Now, in our ordinary three-dimensional Euclidean space, when the curvature or the radius of a sphere is given, its total area is thereby fixed. In a similar way, the density of the fluid predetermines the curvature of space and hence fixes the total volume of the spherical space. Obviously, it would be impossible for us to increase the volume of our fluid indefinitely, for there would come a time when there would be no more room for it to occupy in the spherical space which it had itself created.
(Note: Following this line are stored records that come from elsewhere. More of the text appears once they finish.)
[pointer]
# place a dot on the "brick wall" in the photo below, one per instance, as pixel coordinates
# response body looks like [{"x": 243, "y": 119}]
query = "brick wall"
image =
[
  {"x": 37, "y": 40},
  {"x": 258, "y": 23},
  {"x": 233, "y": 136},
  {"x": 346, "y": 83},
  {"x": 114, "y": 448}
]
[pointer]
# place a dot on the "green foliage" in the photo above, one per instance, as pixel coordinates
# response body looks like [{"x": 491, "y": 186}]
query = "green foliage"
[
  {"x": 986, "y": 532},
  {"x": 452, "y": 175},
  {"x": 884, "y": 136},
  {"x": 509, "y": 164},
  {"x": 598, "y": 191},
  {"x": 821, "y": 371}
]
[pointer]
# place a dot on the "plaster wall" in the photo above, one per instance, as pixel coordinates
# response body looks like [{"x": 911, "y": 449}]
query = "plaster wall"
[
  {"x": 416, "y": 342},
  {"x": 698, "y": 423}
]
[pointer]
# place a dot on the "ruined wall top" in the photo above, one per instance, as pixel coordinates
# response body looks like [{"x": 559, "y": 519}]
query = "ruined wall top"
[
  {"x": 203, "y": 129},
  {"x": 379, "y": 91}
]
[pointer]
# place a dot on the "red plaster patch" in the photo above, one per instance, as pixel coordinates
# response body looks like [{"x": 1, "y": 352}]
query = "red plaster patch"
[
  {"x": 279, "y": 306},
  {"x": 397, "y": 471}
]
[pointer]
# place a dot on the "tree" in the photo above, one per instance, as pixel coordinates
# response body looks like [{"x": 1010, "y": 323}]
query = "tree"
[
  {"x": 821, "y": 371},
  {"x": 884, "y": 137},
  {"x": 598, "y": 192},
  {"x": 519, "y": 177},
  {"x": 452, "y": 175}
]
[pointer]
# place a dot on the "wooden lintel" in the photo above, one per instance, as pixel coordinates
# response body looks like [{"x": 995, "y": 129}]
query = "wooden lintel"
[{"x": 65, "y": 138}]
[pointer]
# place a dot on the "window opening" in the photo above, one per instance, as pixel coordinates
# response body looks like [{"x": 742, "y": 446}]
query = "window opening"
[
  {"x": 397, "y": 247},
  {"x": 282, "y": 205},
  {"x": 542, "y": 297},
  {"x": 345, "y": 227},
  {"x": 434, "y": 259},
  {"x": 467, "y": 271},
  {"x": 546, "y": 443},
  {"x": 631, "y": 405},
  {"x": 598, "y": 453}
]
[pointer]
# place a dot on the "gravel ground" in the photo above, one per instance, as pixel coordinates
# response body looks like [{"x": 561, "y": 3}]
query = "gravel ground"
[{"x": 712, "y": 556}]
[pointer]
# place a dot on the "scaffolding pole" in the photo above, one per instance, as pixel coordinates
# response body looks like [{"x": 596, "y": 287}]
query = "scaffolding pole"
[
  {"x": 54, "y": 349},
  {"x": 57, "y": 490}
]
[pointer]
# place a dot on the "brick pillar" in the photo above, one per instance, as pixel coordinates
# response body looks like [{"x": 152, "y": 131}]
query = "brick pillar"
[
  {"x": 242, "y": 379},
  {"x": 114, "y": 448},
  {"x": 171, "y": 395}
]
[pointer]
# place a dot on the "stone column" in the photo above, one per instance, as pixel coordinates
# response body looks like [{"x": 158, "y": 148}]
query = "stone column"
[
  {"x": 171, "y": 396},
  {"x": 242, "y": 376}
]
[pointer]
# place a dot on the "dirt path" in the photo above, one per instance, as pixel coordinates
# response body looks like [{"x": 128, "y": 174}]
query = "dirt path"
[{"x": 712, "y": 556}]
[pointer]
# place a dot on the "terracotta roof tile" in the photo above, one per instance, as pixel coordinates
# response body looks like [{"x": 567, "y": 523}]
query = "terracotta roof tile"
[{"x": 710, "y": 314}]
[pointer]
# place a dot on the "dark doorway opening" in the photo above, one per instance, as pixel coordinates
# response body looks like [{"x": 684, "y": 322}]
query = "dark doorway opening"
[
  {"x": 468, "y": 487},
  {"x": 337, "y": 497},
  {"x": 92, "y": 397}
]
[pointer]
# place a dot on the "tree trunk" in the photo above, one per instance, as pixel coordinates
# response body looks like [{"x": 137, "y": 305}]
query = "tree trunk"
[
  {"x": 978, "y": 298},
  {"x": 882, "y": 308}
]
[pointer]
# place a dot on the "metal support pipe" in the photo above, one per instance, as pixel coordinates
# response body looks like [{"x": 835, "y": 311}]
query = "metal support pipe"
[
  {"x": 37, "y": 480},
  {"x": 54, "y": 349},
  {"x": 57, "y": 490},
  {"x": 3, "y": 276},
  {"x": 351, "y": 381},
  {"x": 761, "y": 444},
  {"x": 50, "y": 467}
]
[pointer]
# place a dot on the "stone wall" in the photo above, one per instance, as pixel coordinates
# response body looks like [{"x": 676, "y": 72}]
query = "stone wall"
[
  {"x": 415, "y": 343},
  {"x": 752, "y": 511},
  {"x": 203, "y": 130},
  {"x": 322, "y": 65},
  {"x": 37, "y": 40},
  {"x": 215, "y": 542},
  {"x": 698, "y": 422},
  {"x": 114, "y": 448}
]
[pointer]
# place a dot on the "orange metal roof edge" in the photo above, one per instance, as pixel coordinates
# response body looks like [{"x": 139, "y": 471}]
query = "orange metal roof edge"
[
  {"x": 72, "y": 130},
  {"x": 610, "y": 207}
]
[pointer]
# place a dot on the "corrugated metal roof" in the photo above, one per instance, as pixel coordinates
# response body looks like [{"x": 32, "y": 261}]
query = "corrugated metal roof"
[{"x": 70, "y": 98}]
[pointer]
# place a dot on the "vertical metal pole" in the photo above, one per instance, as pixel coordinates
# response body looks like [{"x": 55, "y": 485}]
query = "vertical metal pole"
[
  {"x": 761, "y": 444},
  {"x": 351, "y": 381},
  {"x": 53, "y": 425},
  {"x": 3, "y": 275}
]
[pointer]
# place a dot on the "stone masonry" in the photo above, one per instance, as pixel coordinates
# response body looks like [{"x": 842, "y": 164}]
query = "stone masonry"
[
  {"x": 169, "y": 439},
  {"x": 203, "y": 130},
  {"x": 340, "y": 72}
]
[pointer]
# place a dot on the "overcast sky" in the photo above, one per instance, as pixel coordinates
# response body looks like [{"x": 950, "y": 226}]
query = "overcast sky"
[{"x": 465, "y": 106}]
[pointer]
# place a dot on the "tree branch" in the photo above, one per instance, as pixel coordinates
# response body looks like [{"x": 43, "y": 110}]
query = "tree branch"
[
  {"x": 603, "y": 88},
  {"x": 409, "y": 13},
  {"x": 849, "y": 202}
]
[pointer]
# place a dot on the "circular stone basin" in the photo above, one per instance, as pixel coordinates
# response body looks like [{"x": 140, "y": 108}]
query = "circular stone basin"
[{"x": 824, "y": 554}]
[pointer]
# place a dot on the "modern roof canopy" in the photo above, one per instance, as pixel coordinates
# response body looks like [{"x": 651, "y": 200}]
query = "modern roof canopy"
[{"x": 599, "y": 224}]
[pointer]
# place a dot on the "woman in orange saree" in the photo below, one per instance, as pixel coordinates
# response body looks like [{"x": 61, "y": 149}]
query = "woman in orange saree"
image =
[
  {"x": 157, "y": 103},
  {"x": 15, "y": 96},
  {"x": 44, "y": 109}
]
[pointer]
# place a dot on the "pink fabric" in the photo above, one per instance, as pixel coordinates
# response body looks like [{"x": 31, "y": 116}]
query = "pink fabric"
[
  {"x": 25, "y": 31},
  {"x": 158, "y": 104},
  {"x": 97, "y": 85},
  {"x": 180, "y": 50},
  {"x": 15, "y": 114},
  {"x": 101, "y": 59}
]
In the case of a fluid of the density of water, calculation shows that when the sphere of water had attained a radius of about 400 million kilometres, it would be impossible to increase its size further by adding more water to it. When this critical volume was reached, the fluid would fill the spherical space entirely. Moreover, calculation shows that the flow of time would be arrested altogether at the surface of the fluid, so here again we have another reason which would prevent the sphere from growing any larger. Reverting to our two-dimensional analogy, it would be as though the entire surface of the two-dimensional sphere were occupied by the water.